Di George Bernard Shaw
Regia di Mauro Fontanini
Non capita a tutti i “classici” del Teatro musicale di poter essere sempre “giovani”. La fortuna di un musical spesso sta nel palmares del film o della piece da cui è tratto. Il musical My fair lady deve la propria “immortalità” a se stesso. A ciò che racconta, a come lo traduce in emozioni, ai sorrisi che fa scaturire, alla universalità del suo linguaggio musicale. ...Cosa c’è di più sublime che colmare il dislivello che separa classe da classe, anima da anima... così recita il Prof. Higgins, il “pigmalione” che affida al modo di parlare il passepartout per il riscatto sociale di una rozza fioraia.
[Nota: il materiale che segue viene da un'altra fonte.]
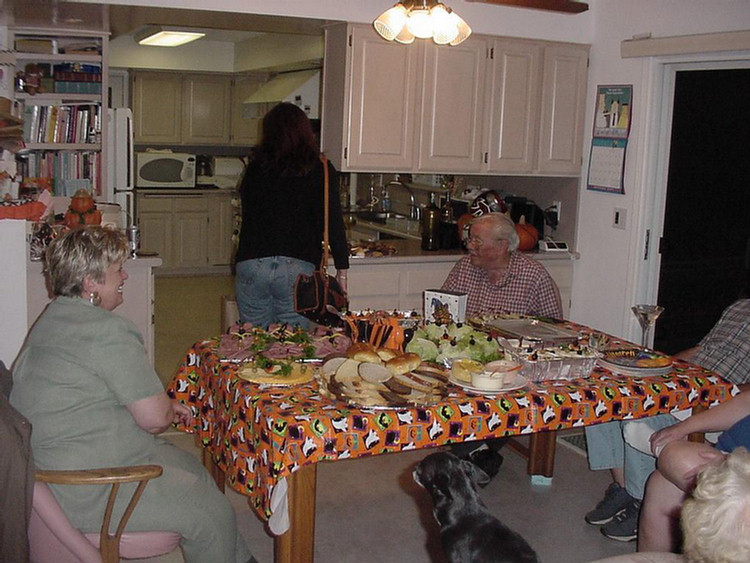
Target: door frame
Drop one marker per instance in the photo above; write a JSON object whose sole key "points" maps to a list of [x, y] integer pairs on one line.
{"points": [[653, 167]]}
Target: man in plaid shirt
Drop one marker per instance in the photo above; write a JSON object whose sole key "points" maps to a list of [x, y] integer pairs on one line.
{"points": [[499, 279]]}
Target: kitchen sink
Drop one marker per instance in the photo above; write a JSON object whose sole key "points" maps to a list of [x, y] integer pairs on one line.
{"points": [[379, 216]]}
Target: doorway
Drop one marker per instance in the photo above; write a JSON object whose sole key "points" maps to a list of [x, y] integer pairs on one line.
{"points": [[706, 233]]}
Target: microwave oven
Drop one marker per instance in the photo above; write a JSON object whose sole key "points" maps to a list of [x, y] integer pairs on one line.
{"points": [[164, 170]]}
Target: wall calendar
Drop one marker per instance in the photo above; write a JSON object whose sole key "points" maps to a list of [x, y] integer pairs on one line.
{"points": [[610, 138]]}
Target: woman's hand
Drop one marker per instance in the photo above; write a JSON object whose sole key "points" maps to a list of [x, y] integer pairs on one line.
{"points": [[182, 414], [341, 276], [662, 437]]}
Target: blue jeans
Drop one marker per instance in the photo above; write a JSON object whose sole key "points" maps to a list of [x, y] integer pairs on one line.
{"points": [[264, 288], [607, 449]]}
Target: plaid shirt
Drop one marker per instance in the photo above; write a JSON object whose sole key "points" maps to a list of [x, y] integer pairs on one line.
{"points": [[726, 348], [526, 288]]}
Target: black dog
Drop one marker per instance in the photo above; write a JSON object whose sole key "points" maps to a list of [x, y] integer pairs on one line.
{"points": [[469, 533]]}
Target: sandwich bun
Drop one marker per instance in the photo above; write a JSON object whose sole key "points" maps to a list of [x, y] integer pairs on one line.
{"points": [[404, 363], [363, 352]]}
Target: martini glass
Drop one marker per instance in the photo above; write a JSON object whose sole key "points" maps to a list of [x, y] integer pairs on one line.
{"points": [[647, 315]]}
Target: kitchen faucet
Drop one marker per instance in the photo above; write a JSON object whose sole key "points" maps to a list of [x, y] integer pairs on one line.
{"points": [[414, 210]]}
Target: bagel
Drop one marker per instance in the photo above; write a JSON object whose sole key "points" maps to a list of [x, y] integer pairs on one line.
{"points": [[404, 363], [363, 352]]}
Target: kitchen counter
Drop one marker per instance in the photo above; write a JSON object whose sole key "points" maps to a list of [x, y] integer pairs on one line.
{"points": [[407, 250], [397, 281]]}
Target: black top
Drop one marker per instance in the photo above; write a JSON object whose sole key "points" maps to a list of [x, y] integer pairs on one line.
{"points": [[283, 216]]}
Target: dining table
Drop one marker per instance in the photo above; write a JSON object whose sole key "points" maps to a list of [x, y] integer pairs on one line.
{"points": [[265, 441]]}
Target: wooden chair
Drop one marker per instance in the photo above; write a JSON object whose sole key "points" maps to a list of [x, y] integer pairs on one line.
{"points": [[53, 539]]}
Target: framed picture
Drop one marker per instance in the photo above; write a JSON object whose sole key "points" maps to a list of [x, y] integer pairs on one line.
{"points": [[614, 105]]}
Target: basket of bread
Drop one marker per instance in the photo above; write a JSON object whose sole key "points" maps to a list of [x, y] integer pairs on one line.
{"points": [[382, 378]]}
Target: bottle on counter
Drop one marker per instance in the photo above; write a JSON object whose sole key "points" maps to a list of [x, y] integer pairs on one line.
{"points": [[449, 235], [431, 225]]}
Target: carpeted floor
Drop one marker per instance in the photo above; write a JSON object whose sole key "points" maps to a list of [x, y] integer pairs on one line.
{"points": [[186, 309]]}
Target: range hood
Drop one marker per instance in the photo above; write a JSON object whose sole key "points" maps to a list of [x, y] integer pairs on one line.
{"points": [[282, 87]]}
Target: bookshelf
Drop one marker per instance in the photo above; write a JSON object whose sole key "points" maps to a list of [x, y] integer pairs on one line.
{"points": [[64, 95]]}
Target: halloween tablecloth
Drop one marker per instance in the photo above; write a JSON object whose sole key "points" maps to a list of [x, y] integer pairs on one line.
{"points": [[258, 434]]}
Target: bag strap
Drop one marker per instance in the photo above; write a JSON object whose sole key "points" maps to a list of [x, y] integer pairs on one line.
{"points": [[324, 259]]}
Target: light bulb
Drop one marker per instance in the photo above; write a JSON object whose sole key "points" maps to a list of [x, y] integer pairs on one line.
{"points": [[444, 29], [463, 28], [406, 37], [391, 22], [420, 23]]}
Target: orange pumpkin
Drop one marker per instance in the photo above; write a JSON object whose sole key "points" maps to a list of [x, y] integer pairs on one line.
{"points": [[528, 236], [72, 219], [93, 217], [82, 201]]}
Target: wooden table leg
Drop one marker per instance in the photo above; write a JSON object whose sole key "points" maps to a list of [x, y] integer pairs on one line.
{"points": [[542, 453], [297, 545]]}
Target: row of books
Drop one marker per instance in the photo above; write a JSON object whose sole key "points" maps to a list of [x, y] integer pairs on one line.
{"points": [[74, 123], [69, 170]]}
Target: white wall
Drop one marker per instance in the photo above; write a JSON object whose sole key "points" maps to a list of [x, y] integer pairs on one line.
{"points": [[603, 285], [13, 296]]}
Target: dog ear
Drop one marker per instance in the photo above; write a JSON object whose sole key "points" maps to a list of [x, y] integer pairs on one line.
{"points": [[442, 485], [474, 472]]}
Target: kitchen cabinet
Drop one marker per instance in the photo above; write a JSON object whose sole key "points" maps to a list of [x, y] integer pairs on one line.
{"points": [[157, 107], [246, 118], [452, 107], [191, 229], [206, 109], [220, 225], [563, 106], [370, 88], [513, 105]]}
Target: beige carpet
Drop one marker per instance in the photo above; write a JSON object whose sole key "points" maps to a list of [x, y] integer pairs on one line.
{"points": [[186, 309]]}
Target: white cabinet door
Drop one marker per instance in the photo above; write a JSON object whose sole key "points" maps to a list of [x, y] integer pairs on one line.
{"points": [[563, 104], [207, 100], [246, 119], [157, 107], [190, 230], [156, 234], [513, 106], [220, 218], [452, 107], [383, 79]]}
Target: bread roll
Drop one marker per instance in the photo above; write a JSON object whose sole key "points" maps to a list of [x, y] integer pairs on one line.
{"points": [[363, 352], [404, 363], [387, 354]]}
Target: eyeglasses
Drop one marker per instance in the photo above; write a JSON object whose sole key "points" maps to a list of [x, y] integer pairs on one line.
{"points": [[477, 242]]}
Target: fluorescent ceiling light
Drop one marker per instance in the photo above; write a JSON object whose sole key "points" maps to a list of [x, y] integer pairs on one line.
{"points": [[158, 36]]}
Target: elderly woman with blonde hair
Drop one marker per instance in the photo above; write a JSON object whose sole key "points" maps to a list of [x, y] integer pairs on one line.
{"points": [[85, 383]]}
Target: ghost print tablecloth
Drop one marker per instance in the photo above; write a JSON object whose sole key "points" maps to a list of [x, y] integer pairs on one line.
{"points": [[258, 435]]}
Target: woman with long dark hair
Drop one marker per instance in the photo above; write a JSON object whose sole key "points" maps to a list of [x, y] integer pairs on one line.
{"points": [[282, 219]]}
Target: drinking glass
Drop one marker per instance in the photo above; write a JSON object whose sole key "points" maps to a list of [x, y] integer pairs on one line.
{"points": [[647, 315]]}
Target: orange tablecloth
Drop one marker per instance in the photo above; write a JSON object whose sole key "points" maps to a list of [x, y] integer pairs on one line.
{"points": [[258, 434]]}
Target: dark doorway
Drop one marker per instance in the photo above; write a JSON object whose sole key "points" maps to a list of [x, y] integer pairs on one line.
{"points": [[704, 248]]}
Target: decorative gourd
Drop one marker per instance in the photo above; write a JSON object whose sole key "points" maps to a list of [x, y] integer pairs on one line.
{"points": [[82, 211], [82, 201], [528, 236]]}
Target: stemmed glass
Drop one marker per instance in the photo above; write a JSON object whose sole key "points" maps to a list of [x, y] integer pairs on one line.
{"points": [[647, 315]]}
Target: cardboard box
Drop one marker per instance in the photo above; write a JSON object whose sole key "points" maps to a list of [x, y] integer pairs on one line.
{"points": [[450, 306]]}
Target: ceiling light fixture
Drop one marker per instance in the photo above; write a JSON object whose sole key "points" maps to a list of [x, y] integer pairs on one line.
{"points": [[159, 36], [423, 19]]}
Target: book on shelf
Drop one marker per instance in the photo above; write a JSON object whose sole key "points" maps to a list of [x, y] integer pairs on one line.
{"points": [[35, 45]]}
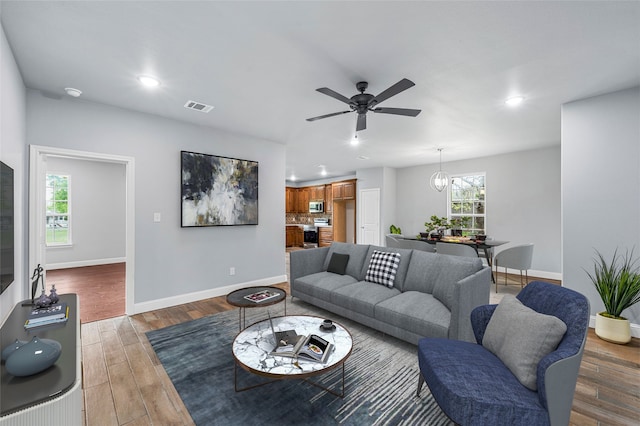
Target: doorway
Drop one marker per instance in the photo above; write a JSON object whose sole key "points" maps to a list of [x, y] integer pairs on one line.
{"points": [[37, 233]]}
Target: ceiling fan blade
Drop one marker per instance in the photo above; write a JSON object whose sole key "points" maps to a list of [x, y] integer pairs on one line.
{"points": [[398, 111], [362, 122], [335, 95], [400, 86], [327, 115]]}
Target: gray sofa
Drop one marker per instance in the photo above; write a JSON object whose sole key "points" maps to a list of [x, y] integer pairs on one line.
{"points": [[432, 295]]}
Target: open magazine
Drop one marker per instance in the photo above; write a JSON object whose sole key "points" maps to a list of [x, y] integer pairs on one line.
{"points": [[312, 347]]}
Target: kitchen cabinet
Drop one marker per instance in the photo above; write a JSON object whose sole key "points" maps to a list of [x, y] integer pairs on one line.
{"points": [[325, 236], [294, 236]]}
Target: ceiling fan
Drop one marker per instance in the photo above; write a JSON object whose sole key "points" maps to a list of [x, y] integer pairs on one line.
{"points": [[364, 102]]}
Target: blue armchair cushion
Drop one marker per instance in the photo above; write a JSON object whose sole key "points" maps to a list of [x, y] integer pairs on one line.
{"points": [[521, 337]]}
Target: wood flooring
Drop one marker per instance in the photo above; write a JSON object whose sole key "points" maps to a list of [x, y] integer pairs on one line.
{"points": [[101, 289], [125, 384]]}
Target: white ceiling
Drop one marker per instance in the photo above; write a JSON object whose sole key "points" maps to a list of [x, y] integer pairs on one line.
{"points": [[259, 64]]}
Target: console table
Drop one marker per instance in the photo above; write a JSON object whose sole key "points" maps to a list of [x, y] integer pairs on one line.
{"points": [[53, 396]]}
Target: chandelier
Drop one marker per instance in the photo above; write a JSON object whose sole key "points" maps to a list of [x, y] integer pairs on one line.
{"points": [[439, 180]]}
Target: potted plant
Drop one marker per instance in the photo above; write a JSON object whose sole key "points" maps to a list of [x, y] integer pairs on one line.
{"points": [[458, 223], [438, 224], [618, 284]]}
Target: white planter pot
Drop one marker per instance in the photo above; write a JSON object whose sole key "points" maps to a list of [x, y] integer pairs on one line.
{"points": [[613, 330]]}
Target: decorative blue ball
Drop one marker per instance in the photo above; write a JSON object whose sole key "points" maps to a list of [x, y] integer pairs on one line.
{"points": [[33, 357]]}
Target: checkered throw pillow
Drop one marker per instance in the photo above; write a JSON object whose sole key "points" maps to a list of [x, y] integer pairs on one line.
{"points": [[382, 268]]}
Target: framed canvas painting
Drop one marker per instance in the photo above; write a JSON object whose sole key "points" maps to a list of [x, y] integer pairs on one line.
{"points": [[218, 191]]}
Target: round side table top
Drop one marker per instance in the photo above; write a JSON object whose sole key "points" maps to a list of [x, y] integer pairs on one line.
{"points": [[238, 298]]}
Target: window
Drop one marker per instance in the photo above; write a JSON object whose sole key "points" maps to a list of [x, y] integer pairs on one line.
{"points": [[467, 199], [58, 213]]}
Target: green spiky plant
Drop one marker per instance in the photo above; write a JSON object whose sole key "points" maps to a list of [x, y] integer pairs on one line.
{"points": [[617, 282]]}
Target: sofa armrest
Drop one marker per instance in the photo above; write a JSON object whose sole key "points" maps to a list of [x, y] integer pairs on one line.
{"points": [[480, 318], [305, 262], [469, 293]]}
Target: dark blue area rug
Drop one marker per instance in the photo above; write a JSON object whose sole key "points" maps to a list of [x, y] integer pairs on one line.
{"points": [[381, 376]]}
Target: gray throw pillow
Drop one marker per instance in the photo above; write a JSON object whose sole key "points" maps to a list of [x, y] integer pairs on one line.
{"points": [[338, 263], [521, 337]]}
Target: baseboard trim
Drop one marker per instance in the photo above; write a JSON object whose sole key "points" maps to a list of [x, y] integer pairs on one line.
{"points": [[82, 263], [200, 295], [635, 328]]}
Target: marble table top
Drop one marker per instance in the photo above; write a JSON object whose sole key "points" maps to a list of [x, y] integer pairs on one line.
{"points": [[252, 347]]}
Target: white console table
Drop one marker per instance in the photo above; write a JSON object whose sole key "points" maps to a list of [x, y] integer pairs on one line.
{"points": [[53, 396]]}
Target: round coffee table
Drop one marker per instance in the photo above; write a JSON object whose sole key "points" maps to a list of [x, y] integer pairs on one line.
{"points": [[252, 351], [237, 299]]}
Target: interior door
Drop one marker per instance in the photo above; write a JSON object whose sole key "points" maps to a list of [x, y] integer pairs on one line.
{"points": [[369, 209]]}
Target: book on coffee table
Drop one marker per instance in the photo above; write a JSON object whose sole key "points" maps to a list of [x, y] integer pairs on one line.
{"points": [[262, 296], [310, 348]]}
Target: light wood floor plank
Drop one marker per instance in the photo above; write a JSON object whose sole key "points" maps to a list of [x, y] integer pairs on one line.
{"points": [[127, 398]]}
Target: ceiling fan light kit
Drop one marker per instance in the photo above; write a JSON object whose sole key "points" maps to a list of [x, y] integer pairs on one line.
{"points": [[362, 102]]}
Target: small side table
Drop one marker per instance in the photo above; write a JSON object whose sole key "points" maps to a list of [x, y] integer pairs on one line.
{"points": [[236, 298]]}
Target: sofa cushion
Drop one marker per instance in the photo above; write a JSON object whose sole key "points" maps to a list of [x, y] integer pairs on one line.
{"points": [[422, 272], [362, 297], [383, 268], [417, 312], [357, 254], [338, 263], [321, 284], [451, 270], [405, 259], [521, 337]]}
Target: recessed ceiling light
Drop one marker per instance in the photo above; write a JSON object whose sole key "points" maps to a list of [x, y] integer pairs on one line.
{"points": [[515, 100], [73, 92], [148, 81]]}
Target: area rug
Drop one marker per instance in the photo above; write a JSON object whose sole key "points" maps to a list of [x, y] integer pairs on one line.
{"points": [[381, 376]]}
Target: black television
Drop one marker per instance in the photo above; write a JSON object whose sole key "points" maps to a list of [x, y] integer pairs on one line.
{"points": [[7, 247]]}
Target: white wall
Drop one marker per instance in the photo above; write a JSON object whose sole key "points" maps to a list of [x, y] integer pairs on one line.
{"points": [[523, 201], [13, 152], [170, 260], [600, 186], [97, 202]]}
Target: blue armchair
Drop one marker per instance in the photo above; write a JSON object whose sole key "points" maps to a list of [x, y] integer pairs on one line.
{"points": [[474, 387]]}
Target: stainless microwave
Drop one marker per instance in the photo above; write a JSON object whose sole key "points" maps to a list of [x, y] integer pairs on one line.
{"points": [[316, 207]]}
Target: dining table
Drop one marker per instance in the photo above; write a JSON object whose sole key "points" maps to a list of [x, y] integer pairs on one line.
{"points": [[485, 245]]}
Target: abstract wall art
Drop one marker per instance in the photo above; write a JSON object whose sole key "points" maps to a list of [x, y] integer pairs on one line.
{"points": [[218, 191]]}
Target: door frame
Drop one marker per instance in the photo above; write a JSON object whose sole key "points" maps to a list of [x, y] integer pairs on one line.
{"points": [[37, 171]]}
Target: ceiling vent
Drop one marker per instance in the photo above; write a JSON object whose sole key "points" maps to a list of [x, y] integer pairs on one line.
{"points": [[198, 106]]}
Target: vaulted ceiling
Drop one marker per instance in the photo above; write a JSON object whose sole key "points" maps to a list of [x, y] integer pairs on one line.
{"points": [[259, 63]]}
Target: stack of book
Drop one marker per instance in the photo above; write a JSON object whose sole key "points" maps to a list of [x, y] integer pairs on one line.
{"points": [[53, 314]]}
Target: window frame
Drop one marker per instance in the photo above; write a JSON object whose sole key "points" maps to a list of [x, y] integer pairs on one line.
{"points": [[47, 215], [451, 214]]}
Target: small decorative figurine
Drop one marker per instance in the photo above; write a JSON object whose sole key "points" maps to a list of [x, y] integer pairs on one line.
{"points": [[53, 295], [37, 274]]}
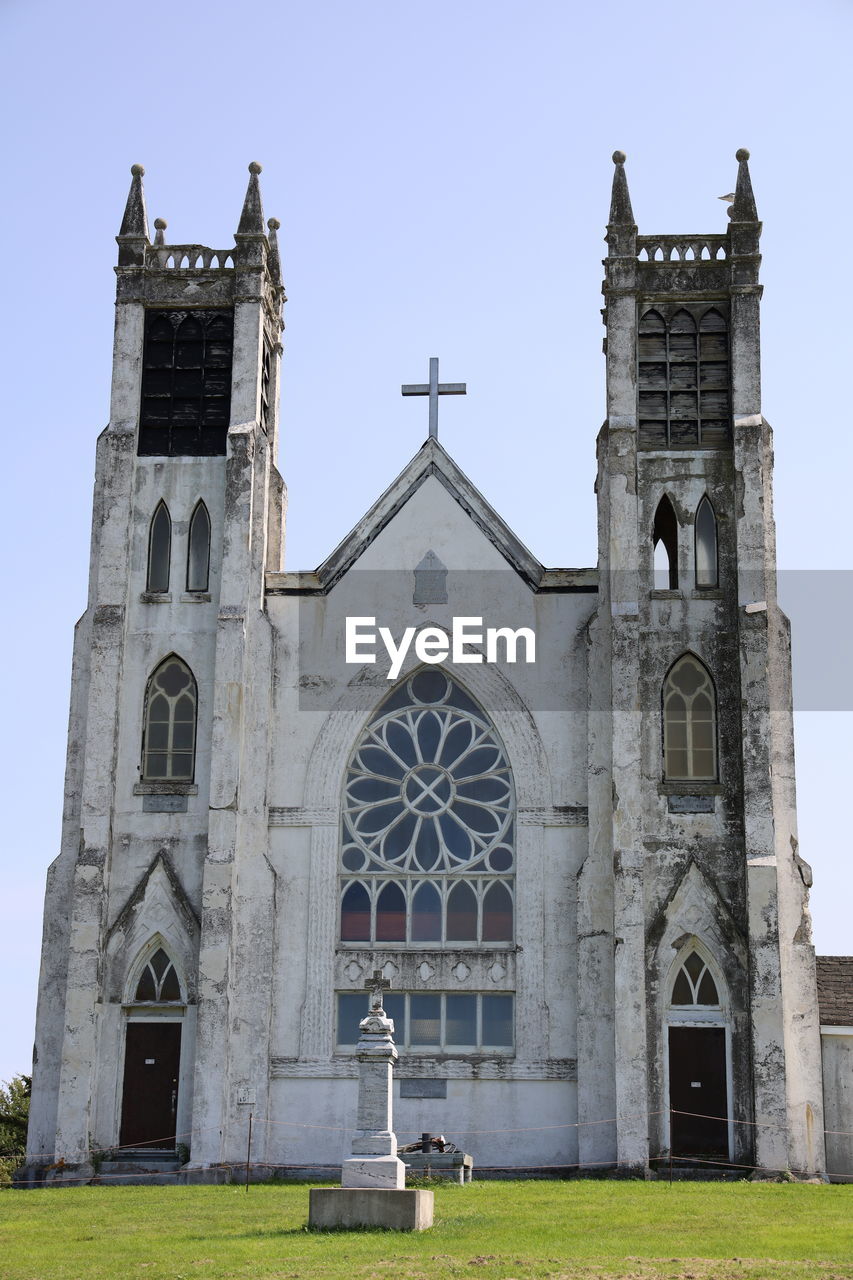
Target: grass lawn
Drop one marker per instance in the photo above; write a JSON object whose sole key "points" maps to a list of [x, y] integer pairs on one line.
{"points": [[569, 1229]]}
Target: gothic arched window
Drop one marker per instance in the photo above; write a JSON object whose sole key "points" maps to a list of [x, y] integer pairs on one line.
{"points": [[665, 543], [158, 983], [428, 837], [706, 545], [199, 549], [683, 379], [169, 734], [694, 984], [159, 549], [689, 722], [186, 383]]}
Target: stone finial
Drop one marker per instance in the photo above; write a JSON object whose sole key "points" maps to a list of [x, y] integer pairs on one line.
{"points": [[743, 208], [273, 260], [251, 220], [136, 219], [620, 201]]}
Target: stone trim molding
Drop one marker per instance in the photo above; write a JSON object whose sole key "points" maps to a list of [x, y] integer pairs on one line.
{"points": [[445, 1068], [555, 816], [293, 816]]}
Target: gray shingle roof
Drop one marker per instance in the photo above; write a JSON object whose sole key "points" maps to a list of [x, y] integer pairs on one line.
{"points": [[835, 990]]}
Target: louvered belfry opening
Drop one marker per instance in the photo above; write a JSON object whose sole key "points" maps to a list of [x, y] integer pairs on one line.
{"points": [[186, 383], [683, 378]]}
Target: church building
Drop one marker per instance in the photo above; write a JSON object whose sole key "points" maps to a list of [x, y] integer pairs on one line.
{"points": [[553, 807]]}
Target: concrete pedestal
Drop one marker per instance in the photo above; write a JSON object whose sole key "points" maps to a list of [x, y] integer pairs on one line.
{"points": [[396, 1210]]}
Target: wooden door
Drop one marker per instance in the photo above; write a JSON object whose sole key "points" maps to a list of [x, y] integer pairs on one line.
{"points": [[698, 1091], [150, 1093]]}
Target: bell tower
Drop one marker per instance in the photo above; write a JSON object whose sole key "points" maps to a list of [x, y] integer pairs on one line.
{"points": [[162, 772], [692, 785]]}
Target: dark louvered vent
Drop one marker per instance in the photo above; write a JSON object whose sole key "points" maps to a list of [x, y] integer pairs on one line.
{"points": [[186, 383], [684, 379]]}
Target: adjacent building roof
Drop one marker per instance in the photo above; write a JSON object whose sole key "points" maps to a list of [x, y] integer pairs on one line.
{"points": [[835, 990]]}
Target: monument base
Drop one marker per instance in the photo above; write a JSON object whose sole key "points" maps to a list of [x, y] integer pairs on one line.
{"points": [[378, 1173], [355, 1206]]}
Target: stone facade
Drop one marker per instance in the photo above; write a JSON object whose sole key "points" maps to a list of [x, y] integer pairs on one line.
{"points": [[542, 1031]]}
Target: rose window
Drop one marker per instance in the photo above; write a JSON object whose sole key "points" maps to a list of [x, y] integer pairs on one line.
{"points": [[428, 787]]}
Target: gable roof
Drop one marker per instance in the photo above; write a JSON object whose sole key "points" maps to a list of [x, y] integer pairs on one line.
{"points": [[430, 460], [835, 990]]}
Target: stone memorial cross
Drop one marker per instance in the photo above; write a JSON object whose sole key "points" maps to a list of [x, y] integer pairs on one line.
{"points": [[374, 1161]]}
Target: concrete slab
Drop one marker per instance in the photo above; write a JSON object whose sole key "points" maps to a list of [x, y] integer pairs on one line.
{"points": [[349, 1206]]}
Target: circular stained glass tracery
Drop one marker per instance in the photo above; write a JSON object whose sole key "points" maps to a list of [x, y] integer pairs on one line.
{"points": [[428, 786]]}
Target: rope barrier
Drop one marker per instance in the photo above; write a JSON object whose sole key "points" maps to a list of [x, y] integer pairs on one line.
{"points": [[169, 1142]]}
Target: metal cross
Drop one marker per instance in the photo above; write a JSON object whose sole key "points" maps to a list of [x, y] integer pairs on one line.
{"points": [[433, 388], [375, 986]]}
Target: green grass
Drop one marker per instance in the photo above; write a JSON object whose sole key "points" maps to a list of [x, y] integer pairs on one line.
{"points": [[489, 1230]]}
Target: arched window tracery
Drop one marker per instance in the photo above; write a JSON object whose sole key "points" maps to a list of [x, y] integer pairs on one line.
{"points": [[169, 732], [159, 551], [428, 828], [158, 982], [689, 722], [199, 549], [706, 545], [694, 984], [665, 543]]}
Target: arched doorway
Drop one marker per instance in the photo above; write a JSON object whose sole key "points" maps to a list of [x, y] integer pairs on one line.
{"points": [[153, 1052], [698, 1057]]}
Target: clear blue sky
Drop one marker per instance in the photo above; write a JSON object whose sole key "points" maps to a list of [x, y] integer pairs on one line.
{"points": [[442, 177]]}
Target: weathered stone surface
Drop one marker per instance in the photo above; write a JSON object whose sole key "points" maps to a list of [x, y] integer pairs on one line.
{"points": [[617, 868]]}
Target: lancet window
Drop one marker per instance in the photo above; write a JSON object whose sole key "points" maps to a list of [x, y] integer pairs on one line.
{"points": [[159, 551], [706, 545], [199, 549], [169, 734], [689, 722], [665, 543]]}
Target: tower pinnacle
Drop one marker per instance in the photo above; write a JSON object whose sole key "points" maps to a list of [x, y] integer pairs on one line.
{"points": [[133, 233], [620, 201], [743, 208], [251, 220]]}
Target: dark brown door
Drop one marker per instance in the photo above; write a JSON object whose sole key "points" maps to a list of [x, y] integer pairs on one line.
{"points": [[150, 1096], [698, 1091]]}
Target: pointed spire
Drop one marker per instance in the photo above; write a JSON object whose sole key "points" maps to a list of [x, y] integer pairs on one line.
{"points": [[133, 236], [136, 219], [743, 208], [620, 201], [251, 220], [273, 260]]}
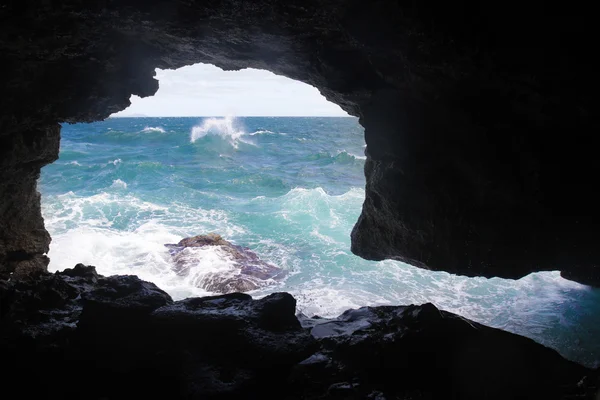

Già, il modo di parlare...anche questo è un tema che di giorno in giorno si fa sempre più attuale. La perdita delle proprie radici culturali, l’omologazione e la globalizzazione della società contemporanea hanno fatto svanire il rapporto tra l’essere umano e la propria cultura. Ecco allora che “My Fair Lady” si impone come il sogno che non vuole svanire, come la favola “possibile”. Ma alla fine anche la chiave maschile della vicenda cede alla forza delle emozioni e dei sentimenti: soli non si è completi e anche un apparente “misogino e scapolo convinto” come il Prof. Higgins o il collega di “sventura” Colonnello Pickering, o il cinico e spietato padre di Eliza, Alfred Doolittle, si trovano costretti a svestire la maschera della durezza e coprirsi con un velo di dolcezza. In un momento in cui sembra che il corto circuito dei rapporti umani abbia interrotto il passaggio di energia tra le persone, My Fair Lady si impone come un “generatore di corrente elettrica” che concede una bella “scossa” alla nostra anima.